Mon, May 5th 2008 12:00 am
By MICHAEL VIRTANEN
Associated Press

ALBANY - New York's highest court ruled Tuesday that the Department of Correctional Services cannot impose post-release supervision on inmates as they exit prison when the sentencing judge neglected to.

The Court of Appeals concluded that Elliott Garner was subject to five years of mandatory supervision as a second felony offender. However, Garner said he first learned about that when corrections officials presented him with a conditional release agreement four years later as he was leaving prison. He signed it "under protest." Because of continued drug use, he was sent back to prison for violating terms of his supervision.

A convicted burglar, he filed suit challenging the authority of corrections officials to add to the 5-year sentence he had been given under his plea bargain.

"The sentencing judge - and only the sentencing judge - is authorized to pronounce the PRS component of a defendant's sentence," Judge Carmen Beauchamp Ciparick wrote. Chief Judge Hon. Judith Kaye and Hon. Victoria Graffeo, Hon. Susan Read, Hon. Robert Smith, Hon. Eugene Pigott and Hon. Theodore Jones concurred. "PRS represents a significant punishment component that restricts an individual's liberty."

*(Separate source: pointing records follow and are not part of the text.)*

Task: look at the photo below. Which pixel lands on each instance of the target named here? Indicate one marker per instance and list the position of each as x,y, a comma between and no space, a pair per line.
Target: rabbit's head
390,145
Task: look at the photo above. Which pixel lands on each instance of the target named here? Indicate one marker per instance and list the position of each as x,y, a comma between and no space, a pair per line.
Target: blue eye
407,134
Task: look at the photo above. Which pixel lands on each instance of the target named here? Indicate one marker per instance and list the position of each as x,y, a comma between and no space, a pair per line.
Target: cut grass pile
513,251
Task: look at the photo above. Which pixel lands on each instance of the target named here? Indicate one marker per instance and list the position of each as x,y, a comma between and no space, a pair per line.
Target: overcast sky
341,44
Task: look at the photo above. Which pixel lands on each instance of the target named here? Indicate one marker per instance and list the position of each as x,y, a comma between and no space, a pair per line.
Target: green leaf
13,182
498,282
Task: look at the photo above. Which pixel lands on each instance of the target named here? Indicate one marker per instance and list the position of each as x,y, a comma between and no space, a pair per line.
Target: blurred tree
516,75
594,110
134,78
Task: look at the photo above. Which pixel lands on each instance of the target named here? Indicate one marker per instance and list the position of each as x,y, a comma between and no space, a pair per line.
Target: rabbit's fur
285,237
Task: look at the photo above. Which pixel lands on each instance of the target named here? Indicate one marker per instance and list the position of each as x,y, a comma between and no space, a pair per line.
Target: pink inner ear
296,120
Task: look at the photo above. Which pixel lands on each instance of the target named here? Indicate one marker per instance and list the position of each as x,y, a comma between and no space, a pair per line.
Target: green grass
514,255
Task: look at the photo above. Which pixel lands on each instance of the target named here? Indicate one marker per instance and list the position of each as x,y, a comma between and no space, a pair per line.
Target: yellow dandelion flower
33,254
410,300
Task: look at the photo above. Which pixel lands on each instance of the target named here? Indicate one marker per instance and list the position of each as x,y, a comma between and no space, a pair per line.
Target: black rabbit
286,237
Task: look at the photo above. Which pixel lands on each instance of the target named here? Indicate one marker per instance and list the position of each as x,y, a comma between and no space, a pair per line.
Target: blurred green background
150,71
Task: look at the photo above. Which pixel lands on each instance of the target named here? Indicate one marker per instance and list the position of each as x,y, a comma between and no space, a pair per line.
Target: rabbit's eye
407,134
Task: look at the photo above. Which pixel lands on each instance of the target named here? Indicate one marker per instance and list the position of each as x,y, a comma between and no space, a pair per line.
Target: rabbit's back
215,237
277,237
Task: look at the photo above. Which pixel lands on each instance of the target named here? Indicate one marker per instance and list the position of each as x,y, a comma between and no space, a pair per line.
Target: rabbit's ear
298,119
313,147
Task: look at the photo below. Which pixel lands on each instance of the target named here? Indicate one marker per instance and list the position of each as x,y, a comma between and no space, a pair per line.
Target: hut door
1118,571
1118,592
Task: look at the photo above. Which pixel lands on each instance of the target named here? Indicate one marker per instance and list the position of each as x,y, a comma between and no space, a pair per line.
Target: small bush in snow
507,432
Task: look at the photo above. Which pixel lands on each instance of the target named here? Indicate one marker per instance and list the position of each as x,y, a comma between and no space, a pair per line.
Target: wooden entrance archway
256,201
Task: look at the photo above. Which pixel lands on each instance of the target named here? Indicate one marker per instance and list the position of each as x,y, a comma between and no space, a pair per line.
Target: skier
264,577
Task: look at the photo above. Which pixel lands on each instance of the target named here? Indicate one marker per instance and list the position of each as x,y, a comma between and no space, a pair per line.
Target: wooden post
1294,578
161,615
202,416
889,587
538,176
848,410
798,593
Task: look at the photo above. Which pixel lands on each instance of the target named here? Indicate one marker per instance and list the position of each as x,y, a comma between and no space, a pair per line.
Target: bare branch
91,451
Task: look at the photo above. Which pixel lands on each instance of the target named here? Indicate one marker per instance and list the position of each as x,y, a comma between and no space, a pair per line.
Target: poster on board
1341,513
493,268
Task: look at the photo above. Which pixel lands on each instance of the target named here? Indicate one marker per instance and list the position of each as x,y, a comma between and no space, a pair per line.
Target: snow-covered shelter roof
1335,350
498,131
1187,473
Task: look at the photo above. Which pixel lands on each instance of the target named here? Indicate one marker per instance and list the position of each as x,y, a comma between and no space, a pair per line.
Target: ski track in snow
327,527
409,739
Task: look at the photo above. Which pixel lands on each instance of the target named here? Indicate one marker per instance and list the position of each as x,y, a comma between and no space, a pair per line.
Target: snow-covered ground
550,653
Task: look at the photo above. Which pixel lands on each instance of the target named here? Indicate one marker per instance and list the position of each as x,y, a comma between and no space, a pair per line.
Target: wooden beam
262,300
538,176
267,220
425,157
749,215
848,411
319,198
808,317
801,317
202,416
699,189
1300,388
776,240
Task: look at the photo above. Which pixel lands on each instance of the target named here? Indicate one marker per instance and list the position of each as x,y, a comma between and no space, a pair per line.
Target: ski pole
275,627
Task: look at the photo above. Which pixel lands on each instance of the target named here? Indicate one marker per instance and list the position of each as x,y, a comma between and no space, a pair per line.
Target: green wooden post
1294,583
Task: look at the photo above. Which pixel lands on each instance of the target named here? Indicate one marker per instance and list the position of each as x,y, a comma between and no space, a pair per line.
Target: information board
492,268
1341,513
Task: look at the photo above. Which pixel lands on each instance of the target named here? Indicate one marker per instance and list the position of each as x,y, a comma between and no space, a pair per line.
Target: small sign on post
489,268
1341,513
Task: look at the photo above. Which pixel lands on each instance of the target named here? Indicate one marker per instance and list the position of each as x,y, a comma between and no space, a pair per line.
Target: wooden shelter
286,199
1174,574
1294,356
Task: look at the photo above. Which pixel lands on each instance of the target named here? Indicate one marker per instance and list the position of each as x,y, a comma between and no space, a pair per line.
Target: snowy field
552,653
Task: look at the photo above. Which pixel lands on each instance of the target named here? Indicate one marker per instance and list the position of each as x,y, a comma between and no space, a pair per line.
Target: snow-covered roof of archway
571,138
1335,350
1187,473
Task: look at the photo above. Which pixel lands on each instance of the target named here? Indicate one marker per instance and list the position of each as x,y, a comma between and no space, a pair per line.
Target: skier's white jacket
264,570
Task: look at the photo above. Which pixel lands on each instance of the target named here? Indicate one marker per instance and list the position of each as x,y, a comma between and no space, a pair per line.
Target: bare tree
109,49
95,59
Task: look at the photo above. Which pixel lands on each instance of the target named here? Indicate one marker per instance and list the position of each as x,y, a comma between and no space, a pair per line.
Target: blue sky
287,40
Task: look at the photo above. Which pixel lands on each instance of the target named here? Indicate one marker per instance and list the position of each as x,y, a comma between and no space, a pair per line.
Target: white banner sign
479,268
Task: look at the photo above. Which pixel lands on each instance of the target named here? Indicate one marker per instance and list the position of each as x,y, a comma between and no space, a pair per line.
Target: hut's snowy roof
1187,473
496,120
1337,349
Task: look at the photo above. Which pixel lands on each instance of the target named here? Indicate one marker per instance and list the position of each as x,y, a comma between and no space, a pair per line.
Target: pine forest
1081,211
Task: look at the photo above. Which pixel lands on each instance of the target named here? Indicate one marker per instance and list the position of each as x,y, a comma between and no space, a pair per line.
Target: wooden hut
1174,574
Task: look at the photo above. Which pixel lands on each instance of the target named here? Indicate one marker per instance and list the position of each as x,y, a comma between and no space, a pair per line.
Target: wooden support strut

They reversed a lower appeals court, which had concluded corrections officials were "only enforcing, not imposing" a part of Garner's sentence automatically included by law.

Corrections spokesman Eric Kriss said Tuesday the ruling may affect 700 current inmates, as well as others currently on post-release supervision. "We are still unclear and uncertain as to the various avenues of relief that may be available to inmates," he said.

"Garner is on parole," Kriss said. "I think what this ruling means is he's a free man."

The unanimous Court of Appeals said its ruling does not prevent state officials from seeking to have Garner, 45, resentenced "in the proper forum."

However, his attorney Elon Harpaz doubted that will happen. The corrections department will now have to delete post-release supervision from the record of Garner, who will no longer be on parole, he said.

It was estimated that corrections officials added post-release supervision to 8,400 defendants, and the state Parole Division can no longer enforce those, said Harpaz, of the Legal Aid Society of New York City. "That's the bottom line right now."

A call to the Parole Division was not immediately returned Tuesday.

The court said Garner was not advised of the additional five years of post-release supervision either when his plea deal was explained or at sentencing in Brooklyn, and it was not recorded on his sentencing commitment order.

In five other cases Tuesday where inmates challenged supervision that wasn't mentioned at sentencing, the Court of Appeals sent them all back to the trial courts for hearings "that will include proper pronouncement of the relevant PRS term."

Two cases involved plea bargains, according to the court. In one, the five years of additional supervision was recorded only on a commitment sheet prepared by a court clerk. In the other, it was noted on the commitment sheet, on a worksheet signed by the judge and was mentioned when the plea deal was explained.

Three cases involved jury verdicts where the commitment sheet and another court document cited the post-release supervision.

"In all five of these cases, there exists no procedural bar to allowing the sentencing court to correct its PRS error," the court ruled unanimously.

In 2006, a federal appeals court said the department's administrative addition of post-release supervision not included at sentencing violated another inmate's "due process guarantees."